# Air filters and a price quote.



## Johnjay7777 (Jun 11, 2005)

i have a 98 altima and was wondering what your take on air filters? Is it worth the $50 for the K&N or what about the new Fram Air hog? is there a big difference?

with about 106K miles on the car is it time for the timing belt and what is the proce going to be since i know that i cant do it my self... should i get the other stuff done too... thermostat ect...


----------



## Asleep (Jan 19, 2003)

Johnjay7777 said:


> i have a 98 altima and was wondering what your take on air filters?
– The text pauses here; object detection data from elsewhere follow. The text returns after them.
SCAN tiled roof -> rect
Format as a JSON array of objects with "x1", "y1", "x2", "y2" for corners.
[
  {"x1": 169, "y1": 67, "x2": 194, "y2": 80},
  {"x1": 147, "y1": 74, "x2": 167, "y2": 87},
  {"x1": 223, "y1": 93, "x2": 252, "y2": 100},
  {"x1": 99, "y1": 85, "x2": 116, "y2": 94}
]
Is it worth the $50 for the K&N or what about the new Fram Air hog? is there a big difference?
> 
> with about 106K miles on the car is it time for the timing belt and what is the proce going to be since i know that i cant do it my self... should i get the other stuff done too... thermostat ect...


the k&n drop in filter is a good value when you consider you never have to replace it again. you just keep cleaning and reusing it. you have no timing belt, your engine which is a ka24de, utilizes a chain which is supposed to last the life of the engine. you can replace the thermostat yourself if you use this discussion forum. its a topic thats been discussed and theres even a step-by-step that i wrote sometime back. you can do a good tune-up at the same time you do the air filter and your car should run very well for you.


----------